To be completely frank, #3 annoys me. A scrawny sophomore with a swift stride and poor posture, #3 is a math major and a suckup to #1.

#4 was me.

About two weeks ago, I met with some of the music faculty here at DUT. After hearing me give a passably good performance of Ravel's Une barque sur l'ocean (1 hour of frantic practice the night before, 1/2 hour of practice that morning), they decided to hold a concert for me, giving me exactly 10 days to prepare my repertoire of 2 Ravel + 1 Chopin, the latter of which I have not touched in 2 years. I was apparently the "star" of the show playing more pieces and longer pieces than #1, #2, and #3.

I was asked to submit a few photographs of myself for the posters. Expecting a perfunctory 8.5 x 11 sheet of monochromatic advertisement, I mindlessly sent off three former facebook profile pictures of not particularly high resolution. This is what they actually made:

It was probably 4 feet tall at least.

A closeup of a smaller version plastered around campus.

According to these posters, the concert was a joint MIT/DUT effort held in honor of the 10 year anniversary of Hong Kong's return to China. Xiao Xiao, the star of the show, is a student at MIT, is female (they felt the need to specify that as a result of my highly gender-ambiguous picture), was born in Nanjing, and has studied piano for 15 years. I was actually born in Beijing and have played for 16.

A few hours before the concert, I headed over to the recital hall to try out the piano. A bunch of students were there, peeling back sticky paper to reveal the sign to be displayed on the back wall of the stage.

I helped peel for a little bit because I was not allowed to warm up until 2 hours before the concert. It was fun.

#1 opened the concert with Chopin's "Ocean" etude and the b minor Scherzo. For all the hype I've heard from #3 about him, his performance was mostly disappointing. #1 actually had some potential for musicality. I could hear semblances of subtlety it in his phrasing. Unfortunately, he did not possess the proper technique to handle the Scherzo. His "Ocean" waves rolled far too slowly with far too many flotsams of wrong notes.

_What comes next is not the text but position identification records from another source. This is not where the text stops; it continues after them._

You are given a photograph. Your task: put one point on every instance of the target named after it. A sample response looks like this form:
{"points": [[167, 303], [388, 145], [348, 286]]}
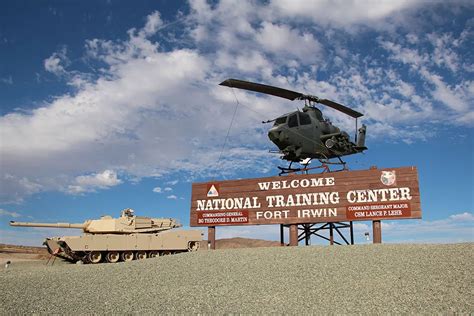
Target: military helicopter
{"points": [[305, 134]]}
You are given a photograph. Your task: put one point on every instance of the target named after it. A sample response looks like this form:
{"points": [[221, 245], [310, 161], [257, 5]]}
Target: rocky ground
{"points": [[285, 280]]}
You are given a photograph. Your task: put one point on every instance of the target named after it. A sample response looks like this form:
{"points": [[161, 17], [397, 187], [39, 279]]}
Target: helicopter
{"points": [[305, 134]]}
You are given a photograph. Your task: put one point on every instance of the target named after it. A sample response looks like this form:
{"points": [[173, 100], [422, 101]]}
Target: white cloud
{"points": [[56, 62], [455, 228], [152, 24], [90, 183], [147, 109], [9, 214], [463, 217], [281, 38], [341, 13]]}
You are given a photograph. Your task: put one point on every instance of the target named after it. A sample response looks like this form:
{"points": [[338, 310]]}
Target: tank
{"points": [[126, 238]]}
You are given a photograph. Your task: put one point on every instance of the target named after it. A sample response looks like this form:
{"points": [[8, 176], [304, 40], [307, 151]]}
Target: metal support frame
{"points": [[305, 231]]}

Like me, #2 started the piano when she was just 4 years old. Despite having quit piano for two years, #2 still had a superb musical sense. Her first piece, a traditional Chinese composition transcribed for piano, had a lovely, light touch, perfect for the atmosphere. Her second piece, however, showed the wear of her long hiatus on her technique. A shame, really. She would have played it beautifully in her peak.

During the two hours of practice before the concert, #3 was constantly urging #1 to practice more so that he can give a magnificent opening. Whenever #1 practiced, #3 would make "helpful" commentary. #3's own playing was cheap pyrotechnics in the worst sense. His accuracy was decent, finger technique tolerable, but his musicality terrible enough to make me hate Chopin for the duration of his performance.

My own playing was mostly unsatisfactory. I can make plenty of excuses to compensate including my poorly selected dress, which limited arm movement, the strange action of the piano, the flashing lights, the distracting audience, and my lack of warmup due to #3's inability to grasp that the recital was mostly for me (not #1). Still, the audience seemed to have liked it enough (or pretended to out of politeness). Some people gave me a nice bouquet of flowers and had me take pictures with them.

During the concert. Note the perfectly peeled letters behind me.

The performers, crew, and the professor who gave introductions.


My flowers are now arranged in 4 ex-water bottles on my windowsill. I also gave some to Ben, who enjoys pretty flowers.

Finally, here are some former recordings of the pieces I played:
Scherzo No.3 by Chopin
Alborada del gracioso and
Une barque sur l'ocean by Ravel

1 Comments:

At July 25, 2007 1:44 PM , todd said...

Good work on the piano. Also, I noted the 1 axis symmetry of your flowers in the window. You should put them all on one side unevenly so that no composition of rotation.reflection.inversion could map one set of flowers to another. Be chaotic.

That aside, I love your ravel. I have the recordings you put on my computer a while ago. That and I smile broadly when I remember the night you started playing at TEP and woke me during "Comptine D'un Autre Ete: L'Apres Midi".